# Morris Chair Joinery - Unibond 800 vs. Epoxy



## Michael_in_Dallas (Apr 1, 2014)

I am making two Morris chairs using plans and guidance from Marc Spagnuolo's Wood Whisperer Guild website. I have finished gluing up 2 chair sides (I am making 2 chairs so I have 4 sides total). I was wondering if I could use Unibond 800 for the mortise and tenon joinery instead of epoxy. My rationale was that (1) I already had the Unibond 800 from the bent lamination steps, (2) I didn't have epoxy or experience with it and it's expensive and (3) it cleans up nicely with water. This topic was posted on another forum but I'm looking to assemble my build ideas and woodworking posts on this site so I wanted to share.

*Choosing Epoxy*

I finally decided to use West Systems epoxy over Unibond 800 for one reason: temperature. The people at Vacupress were very helpful and knowledgeable about the product and I bought the Unibond from them. They said that if a temperature of 80 degrees couldn't be maintained, they would not recommend using Unibond 800 for mortise and tenon joinery. It's currently winter, the chairs are fairly large (making a heating blanket difficult to use) and I cannot maintain that temperature. Come back in a few months, in Texas, and that wouldn't be a problem. There's no doubt that the water clean-up is a nice feature of Unibond. Yes, a respirator is required when mixing the product and there are associated safety concerns (you should research this and decide for yourself if that's acceptable to you).

I did use the Unibond 800 to glue up the chair backs prior to coming to a final decision to use epoxy. I moved the chair backs into the house after the glue-up (for warmth) so I hope that the joints will stay strong.
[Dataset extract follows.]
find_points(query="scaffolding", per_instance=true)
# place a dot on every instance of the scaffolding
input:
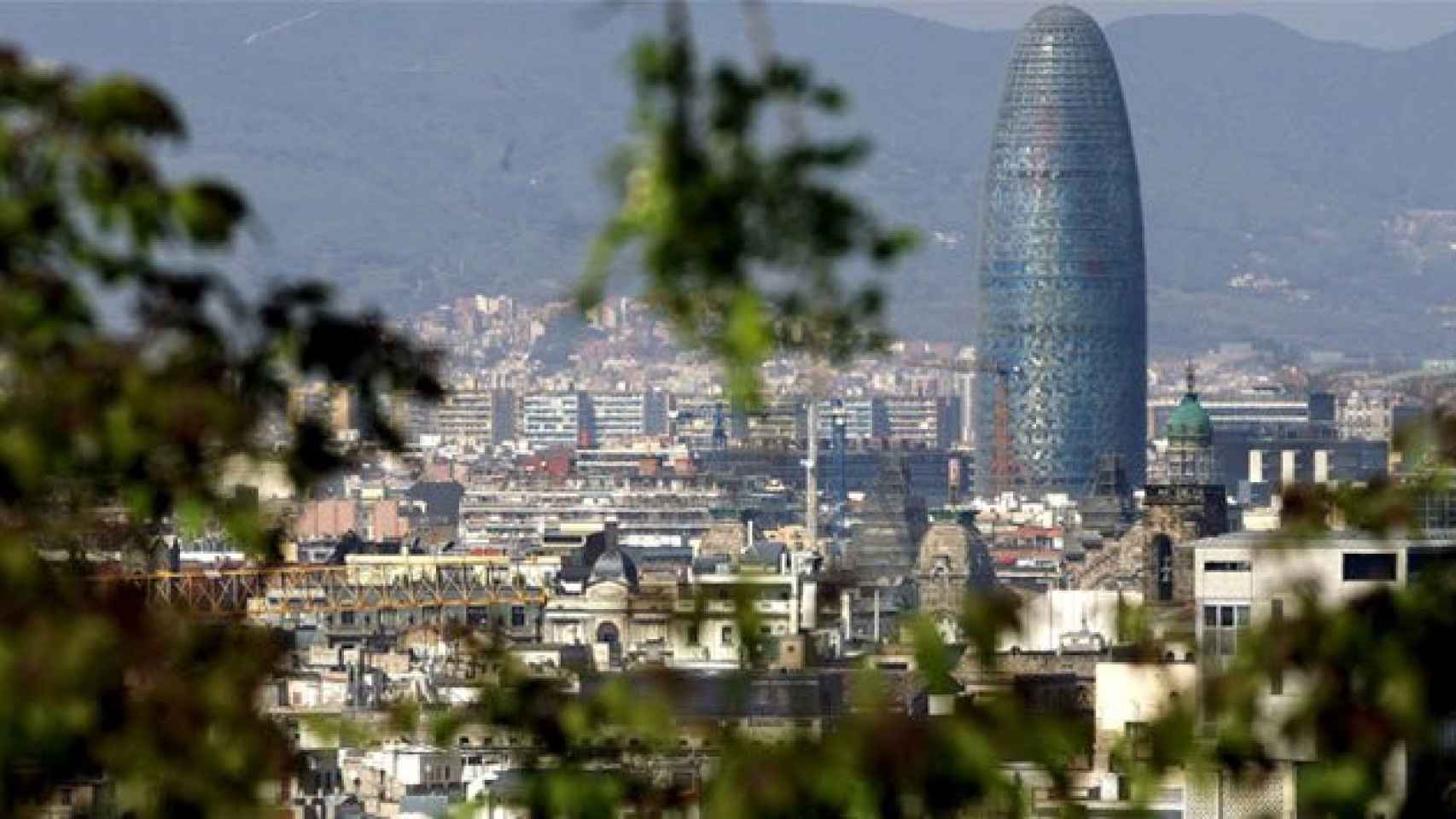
(326, 590)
At the end of the day, it is what it is. I have to live with my decision so I'm hoping for the best. I'll update this thread again if something disastrous happens when I first sit in the chairs.
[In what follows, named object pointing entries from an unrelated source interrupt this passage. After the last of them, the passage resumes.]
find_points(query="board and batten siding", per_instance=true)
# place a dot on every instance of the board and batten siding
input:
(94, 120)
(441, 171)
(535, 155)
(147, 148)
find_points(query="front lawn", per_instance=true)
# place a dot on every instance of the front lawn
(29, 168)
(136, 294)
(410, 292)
*Clear Hardener (West Systems 207)*

I used regular fast-setting hardener on the first chair side and then ran out (it was given to me by a friend and there wasn't that much left in the can). The fast setting hardener is quite dark - much darker than the cherry wood (this hardener may have also been several years old). 207 is clear. This makes squeeze out and mess far less noticeable. Squeeze out is an important consideration and should be avoided when possible. But I haven't been able to achieve that yet. There is some play in the vertical slats during assembly. This results in epoxy getting onto surfaces where it shouldn't be.

*Squeeze Out*

West Systems recommends that light adhesive squeeze out is desirable. Just like regular glue, it's a sign that there's plenty of glue in the joint. But cleaning up cured epoxy squeeze out is difficult as the material is quite hard. What to do? I have found that the wet epoxy cleans up fairly nicely with lacquer thinner. For this purpose, West Systems recommends either alcohol, lacquer thinner or acetone. I used lacquer thinner because that's what I had in my shop.
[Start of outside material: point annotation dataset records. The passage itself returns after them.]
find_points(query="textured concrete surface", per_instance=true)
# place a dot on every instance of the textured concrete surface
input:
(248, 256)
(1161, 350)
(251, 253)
My method is pretty simple. First I apply the mixed epoxy resin everywhere that requires it. Then I assemble the chair, being as gentle as possible, making a supreme effort to ensure that the epoxy stays where it's supposed to be (i.e. touching a epoxy wetted tenon to the side of the chair, rather than carefully guiding in straight into the wet mortise). Once everything is assembled, I clamp the project to close all of the joints and everything fits tightly. I check all of the joints and make sure that everything is lined up the way that I like it. If not, I add clamps or adjust the existing clamps to get the fit that I'm trying to achieve.

Squeeze out is going to happen in two places. First, the vertical slats in the chair float between the upper and lower rails. This play can result in a slat coming out of the mortise by a small amount, carrying some unwanted epoxy with it. Second, epoxy applied to the top of the upper rail tends to squeeze out when the chair arm is clamped tightly to it.

Wet a rag with a good amount of lacquer thinner. Take a first pass and wipe up any excess epoxy. Fold the rag and vigorously scrub out the joint. Wet a second rag with a significant amount of lacquer thinner and wipe the area again. Don't try to save rags - the objective is to clean up all of the errant epoxy.

I'm leaving everything in clamps for 24 hours and sanding the next day. Please note that I am NOT staining this project. Cherry wood darkens naturally with age. I'm not sure how much epoxy is actually getting absorbed into the wood fibers/pores and may inhibit stain penetration. I suggest testing this method out on scrap material first prior to using it on your finished project.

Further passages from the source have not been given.